Rezension von Yvonne Tunnat

 

Aiki Mira hat für das Jahr 2021 sowohl den DSFP als auch den KLP mit der Kurzgeschichte Utopie-27 gewonnen. Titans Kinder ist der erste Roman der Autorx.

 

Die Crew, bestehend aus Sunita (Ingenieurin), Rain (Bioinformatikerin) und Marlon (Mädchen für alles), macht sich auf den Weg zum Titan, um einem unspezifischen Notruf nachzugehen. Marlon, aus dessen Sicht zunächst erzählt wird, erfährt aber erst auf Höhe des Mars davon, vorher war er davon ausgegangen, dass ihr Ziel der Mars ist.

 

Auf Titan angekommen, stellen sie fest, dass die dortige, dreiköpfige Crew weder vollzählig noch unversehrt ist. Gleichzeitig entdecken sie dort außerirdische Fauna. Trotz der Widrigkeiten bauen sie sich dort ein Leben auf. Nach drei Jahren auf dem Titan kommt es erneut zu einigen Wendungen, da drei Besucher Titan erreichen und Rain ein womöglich außerirdisches Wesen findet, das sie für ein Kind hält.

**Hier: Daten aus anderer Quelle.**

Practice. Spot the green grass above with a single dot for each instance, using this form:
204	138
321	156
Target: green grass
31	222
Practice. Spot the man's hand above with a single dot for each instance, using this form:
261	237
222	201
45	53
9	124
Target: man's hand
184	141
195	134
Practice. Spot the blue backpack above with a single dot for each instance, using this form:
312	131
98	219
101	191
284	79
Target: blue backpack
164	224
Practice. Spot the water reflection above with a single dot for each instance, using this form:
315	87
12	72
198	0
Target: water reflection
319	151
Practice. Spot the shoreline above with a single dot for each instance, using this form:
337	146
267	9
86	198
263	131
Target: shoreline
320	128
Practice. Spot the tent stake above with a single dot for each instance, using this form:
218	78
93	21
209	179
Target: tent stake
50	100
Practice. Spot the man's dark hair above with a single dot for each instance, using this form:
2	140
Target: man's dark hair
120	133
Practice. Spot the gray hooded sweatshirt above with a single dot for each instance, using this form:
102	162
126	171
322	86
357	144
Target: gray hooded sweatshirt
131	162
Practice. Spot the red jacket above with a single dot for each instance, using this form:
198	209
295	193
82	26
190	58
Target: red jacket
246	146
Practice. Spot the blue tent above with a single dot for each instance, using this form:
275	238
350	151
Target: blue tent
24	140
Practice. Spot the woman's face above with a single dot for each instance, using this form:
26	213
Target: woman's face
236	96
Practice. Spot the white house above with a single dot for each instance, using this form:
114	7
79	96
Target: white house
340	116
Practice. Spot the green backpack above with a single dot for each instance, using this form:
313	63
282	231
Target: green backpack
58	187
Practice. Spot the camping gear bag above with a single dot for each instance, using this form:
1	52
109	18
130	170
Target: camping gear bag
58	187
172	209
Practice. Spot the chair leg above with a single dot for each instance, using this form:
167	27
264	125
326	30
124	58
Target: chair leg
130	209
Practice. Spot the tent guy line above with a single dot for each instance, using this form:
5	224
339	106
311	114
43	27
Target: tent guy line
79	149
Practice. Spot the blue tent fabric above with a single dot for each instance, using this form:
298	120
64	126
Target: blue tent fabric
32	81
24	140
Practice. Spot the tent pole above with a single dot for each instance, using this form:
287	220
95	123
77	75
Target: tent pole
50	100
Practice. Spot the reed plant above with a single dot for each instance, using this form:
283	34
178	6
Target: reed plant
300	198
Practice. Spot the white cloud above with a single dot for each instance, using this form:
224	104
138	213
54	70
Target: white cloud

Außerdem wird nach und nach aufgedeckt, wie sich die Figuren nach einiger Zeit auf dem Titan verändern, auch körperlich, sogar genetisch.

 

Meiner Ansicht nach fügt dieser Roman einigen wichtigen SF-Themen und allgemeinen Prosathemen so einiges hinzu, wie:

 

  • Erstkontakt
  • außerirdische Fauna
  • Morde auf engem Raum
  • Space-Symbiose
  • Wahlfamilie
  • diverse Persönlichkeiten (Selbstverständnis von Menschen)
  • Anpassungen an fremde Lebensräume (das gab es schon bei Der vierte Mond von Kathleen Weise, da war es auch gut gemacht)
  • Gaming mit einer KI

 

Die Story folgt dabei einem roten Faden und baut die phantastische Welt nach und nach auf. Bei dem vermeintlich außerirdischen Kind wurde mein Phantastik-Muskel sehr gefordert, die Erklärung fand ich später einleuchtend.

 

Großes Plus des Romans sind die Figuren. Und das, obwohl man kaum etwas über ihre Vergangenheiten erfährt. Rains schwierige Kindheit wird angedeutet. Die soziale Herkunft ist klar, ebenfalls die Heimat, Auswanderung in der Jugend/Kindheit ist ein Thema für die meisten Hauptfiguren.

 

Man erfährt wenig über das vorherige Leben der Figuren, trotzdem werden sie für mich sehr plastisch. Vor allem Rain, aber auch Marlon und Verve und sogar die Figuren, die im zweiten Teil ab Seite 75 dazukommen.

 

Alles spielt auf der Reise zwischen Mars und Titan (kurz) und auf dem Titan. Daher erfahren wir recht wenig über die Erde. Die Informationen stecken fast schon mehr unter als zwischen den Zeilen.

Selten gibt es noch etwas Aufschluss.

 

»Auf der Erde war der Verzehr von Tieren in weiten Teilen verboten. Einzige Ausnahme bildeten Insekten.«

 

Dementsprechend zögerlich beginnen die Figuren auf dem Titan, die dortigen Fische zu essen.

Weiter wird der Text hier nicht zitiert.